The following post by Mateo Jarrin was published on 01 December on http://www.taxlinked.net  and can be viewed in full here

Every October, the World Bank releases its Ease of Doing Business Index, which reports on “the regulations that enhance business activity and those that constrain it” for 190 economies, both big and small.

More specifically, this index takes a closer look at regulations impacting eleven specific areas and how these affect how easy it is to conduct business in a country.

These areas are: 1) starting a business; 2) dealing with construction permits; 3) getting electricity; 4) registering property; 5) getting credit; 6) protecting minority investors; 7) paying taxes; 8) trading across borders; 9) enforcing contracts; 10) resolving insolvency, and; 11) labor market regulation.

The Top 20 Countries to Do Business In

As you can appreciate from the table below, New Zealand topped the Ease of Doing Business Index’s 15th edition thanks to its high ranking in how easy it is to start a business, register a property, receive credit and protect minority investors in the country.

World Bank’s 2018 Ease of Doing Business Index

Source: Ease of Doing Business Index database

Singapore, Denmark, South Korea, Hong Kong, the United States, the United Kingdom, Norway and Georgia round out the top 10, with Denmark topping the charts for handling construction permits and trading across borders and South Korea doing the same for enforcing contracts.
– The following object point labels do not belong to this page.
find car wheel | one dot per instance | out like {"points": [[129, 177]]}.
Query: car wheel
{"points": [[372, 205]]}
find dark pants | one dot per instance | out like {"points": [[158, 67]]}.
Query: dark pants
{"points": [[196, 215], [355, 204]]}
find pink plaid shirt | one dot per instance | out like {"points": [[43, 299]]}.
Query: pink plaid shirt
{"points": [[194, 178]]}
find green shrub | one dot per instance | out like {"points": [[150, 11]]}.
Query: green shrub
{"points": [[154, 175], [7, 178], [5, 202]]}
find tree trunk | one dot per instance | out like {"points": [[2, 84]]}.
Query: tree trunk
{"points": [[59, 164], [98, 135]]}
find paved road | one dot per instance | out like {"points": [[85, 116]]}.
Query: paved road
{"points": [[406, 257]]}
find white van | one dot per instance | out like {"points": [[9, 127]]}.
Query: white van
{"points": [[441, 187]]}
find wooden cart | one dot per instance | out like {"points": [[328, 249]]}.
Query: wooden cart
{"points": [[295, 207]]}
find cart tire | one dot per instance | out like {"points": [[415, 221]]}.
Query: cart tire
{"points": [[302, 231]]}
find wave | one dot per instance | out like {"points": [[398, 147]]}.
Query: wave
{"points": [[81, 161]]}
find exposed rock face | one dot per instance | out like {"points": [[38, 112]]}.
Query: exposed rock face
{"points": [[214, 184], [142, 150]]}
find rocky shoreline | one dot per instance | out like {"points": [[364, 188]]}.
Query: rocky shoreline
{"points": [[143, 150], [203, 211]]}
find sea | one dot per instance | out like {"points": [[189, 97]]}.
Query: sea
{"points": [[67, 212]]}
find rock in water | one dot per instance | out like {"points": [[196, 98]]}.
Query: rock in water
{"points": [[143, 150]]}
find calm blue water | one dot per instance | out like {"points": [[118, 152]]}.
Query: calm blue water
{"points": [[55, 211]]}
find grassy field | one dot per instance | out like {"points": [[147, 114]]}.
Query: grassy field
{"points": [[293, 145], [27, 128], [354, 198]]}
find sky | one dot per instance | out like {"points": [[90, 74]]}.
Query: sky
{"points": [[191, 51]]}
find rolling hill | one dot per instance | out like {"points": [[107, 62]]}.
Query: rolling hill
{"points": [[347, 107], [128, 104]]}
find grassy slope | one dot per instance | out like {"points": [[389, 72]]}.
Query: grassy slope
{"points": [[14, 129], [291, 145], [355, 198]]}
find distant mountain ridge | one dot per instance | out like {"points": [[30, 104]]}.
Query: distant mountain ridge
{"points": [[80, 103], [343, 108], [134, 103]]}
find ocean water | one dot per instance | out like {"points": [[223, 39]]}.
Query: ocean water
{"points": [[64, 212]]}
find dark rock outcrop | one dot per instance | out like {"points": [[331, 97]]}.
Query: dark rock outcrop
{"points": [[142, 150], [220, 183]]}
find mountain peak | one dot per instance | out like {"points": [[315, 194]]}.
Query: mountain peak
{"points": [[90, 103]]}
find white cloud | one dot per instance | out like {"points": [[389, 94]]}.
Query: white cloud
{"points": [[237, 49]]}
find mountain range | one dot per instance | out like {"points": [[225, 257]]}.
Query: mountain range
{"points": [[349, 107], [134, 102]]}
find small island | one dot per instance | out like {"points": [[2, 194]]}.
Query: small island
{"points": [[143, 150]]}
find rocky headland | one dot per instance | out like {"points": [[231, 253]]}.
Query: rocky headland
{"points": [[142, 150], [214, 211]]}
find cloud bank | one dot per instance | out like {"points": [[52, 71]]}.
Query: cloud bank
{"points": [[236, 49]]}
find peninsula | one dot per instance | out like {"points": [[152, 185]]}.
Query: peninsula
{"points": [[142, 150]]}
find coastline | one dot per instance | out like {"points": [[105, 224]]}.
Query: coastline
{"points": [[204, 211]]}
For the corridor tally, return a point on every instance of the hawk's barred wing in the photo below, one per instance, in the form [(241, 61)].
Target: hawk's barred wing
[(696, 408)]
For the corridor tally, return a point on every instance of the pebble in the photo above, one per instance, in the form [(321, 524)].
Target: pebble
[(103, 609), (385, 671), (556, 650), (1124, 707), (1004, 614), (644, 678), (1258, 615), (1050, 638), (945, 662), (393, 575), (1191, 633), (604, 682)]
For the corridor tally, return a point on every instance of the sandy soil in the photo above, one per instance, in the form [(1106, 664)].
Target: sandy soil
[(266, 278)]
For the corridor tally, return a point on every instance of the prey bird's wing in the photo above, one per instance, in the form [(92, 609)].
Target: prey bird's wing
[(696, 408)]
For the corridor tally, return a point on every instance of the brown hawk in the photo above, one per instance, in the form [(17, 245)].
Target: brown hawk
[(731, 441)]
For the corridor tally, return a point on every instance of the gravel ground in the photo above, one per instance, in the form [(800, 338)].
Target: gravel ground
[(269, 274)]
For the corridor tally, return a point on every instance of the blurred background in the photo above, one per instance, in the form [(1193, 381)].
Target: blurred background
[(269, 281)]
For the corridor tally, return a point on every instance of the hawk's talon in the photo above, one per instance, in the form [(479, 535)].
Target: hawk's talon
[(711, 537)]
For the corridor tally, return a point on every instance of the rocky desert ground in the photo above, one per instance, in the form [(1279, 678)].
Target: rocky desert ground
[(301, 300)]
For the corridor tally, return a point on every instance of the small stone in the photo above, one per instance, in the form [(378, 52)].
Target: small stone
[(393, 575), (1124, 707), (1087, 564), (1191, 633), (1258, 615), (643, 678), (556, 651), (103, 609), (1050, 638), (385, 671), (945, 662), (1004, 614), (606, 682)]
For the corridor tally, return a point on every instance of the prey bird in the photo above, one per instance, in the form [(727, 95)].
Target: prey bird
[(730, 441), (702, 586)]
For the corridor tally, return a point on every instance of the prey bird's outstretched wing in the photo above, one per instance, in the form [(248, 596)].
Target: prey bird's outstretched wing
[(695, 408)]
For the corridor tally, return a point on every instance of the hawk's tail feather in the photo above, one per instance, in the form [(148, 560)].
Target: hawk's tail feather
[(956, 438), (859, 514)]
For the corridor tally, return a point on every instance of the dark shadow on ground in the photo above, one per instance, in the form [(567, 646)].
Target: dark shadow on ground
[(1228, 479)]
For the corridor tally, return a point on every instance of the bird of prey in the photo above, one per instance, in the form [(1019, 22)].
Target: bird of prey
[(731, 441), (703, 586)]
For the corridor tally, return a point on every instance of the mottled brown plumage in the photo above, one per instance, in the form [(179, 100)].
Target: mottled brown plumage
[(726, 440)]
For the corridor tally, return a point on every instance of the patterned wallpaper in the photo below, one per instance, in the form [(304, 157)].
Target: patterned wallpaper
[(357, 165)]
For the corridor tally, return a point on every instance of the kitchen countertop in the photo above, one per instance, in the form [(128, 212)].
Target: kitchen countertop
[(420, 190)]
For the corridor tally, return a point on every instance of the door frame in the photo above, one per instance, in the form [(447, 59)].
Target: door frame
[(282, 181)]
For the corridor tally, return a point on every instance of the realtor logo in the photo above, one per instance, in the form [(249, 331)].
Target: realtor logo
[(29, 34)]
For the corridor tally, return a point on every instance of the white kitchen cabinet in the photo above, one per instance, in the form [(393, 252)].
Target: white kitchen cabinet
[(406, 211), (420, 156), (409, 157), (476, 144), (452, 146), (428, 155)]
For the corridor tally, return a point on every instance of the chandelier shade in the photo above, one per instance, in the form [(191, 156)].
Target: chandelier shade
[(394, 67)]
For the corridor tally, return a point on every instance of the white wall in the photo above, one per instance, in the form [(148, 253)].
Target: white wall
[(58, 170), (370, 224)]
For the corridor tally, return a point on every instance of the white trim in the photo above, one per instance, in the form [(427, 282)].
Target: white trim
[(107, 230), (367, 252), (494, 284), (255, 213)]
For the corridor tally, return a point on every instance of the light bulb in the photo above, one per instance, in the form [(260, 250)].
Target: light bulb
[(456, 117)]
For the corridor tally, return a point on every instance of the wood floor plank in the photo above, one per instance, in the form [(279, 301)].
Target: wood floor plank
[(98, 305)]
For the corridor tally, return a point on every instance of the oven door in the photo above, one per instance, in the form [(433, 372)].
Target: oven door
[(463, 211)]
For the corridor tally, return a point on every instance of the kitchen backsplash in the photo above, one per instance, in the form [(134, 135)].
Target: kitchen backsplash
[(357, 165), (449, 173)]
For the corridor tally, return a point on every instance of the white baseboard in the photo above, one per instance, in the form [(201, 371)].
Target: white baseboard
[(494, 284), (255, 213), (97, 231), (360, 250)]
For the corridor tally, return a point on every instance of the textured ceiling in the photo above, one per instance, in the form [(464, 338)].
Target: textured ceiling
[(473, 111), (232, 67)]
Easy and difficult places to do business

Source: Ease of Doing Business Index database

Other Interesting Findings of the 2018 Ease of Doing Business Index

Some of the report’s main findings include:

  • According to the report, “119 of the 190 economies measured by Doing Business 2018 enacted at least one business regulation reform in 2016/17. Of these, 79.8% implemented at least one reform for a second consecutive year and 64.7% for a third.”
  • Furthermore, “Georgia, with a ranking of 9, has implemented the highest number of business regulation reforms since the launch of Doing Business in 2003—a total of 47,” while “FYR Macedonia has carried out the second highest number of reforms among the top 20” with 41.
  • Europe and Central Asia are the regions that lead “with the highest share of economies implementing at least one reform—79% of economies in the region have implemented at least one business regulatory reform, followed by South Asia and Sub-Saharan Africa.”
  • More specifically, countries like “Brunei Darussalam, Thailand, Malawi, Kosovo, India, Uzbekistan, Zambia, Nigeria, Djibouti and El Salvador were the most improved economies in 2016/17 in areas tracked by Doing Business,” setting forth “53 regulatory reforms making it easier to do business.”
  • These top movers “implemented the most regulatory reforms in the area of getting credit (eight reforms), starting a business, dealing with construction permits and paying taxes (seven reforms in each area).”
  • India, for example, made it into the top 100 for the first time after having ranked 130 in the past edition. India ranks fourth in terms of protecting minority investors and getting electricity in Delhi, for instance, has dropped from 138 days to 45. According to Annette Dixon, the World Bank’s VP for the South Asian region, “Having embarked on a strong reform agenda to improve the business environment, the significant jump this year is a result of the Indian government’s consistent efforts over the past few years. It indicates India’s endeavor to further strengthen its position as a preferred place to do business globally.”

What does your country need to do to make it an easier place to do business in and move up the World Bank’s rankings?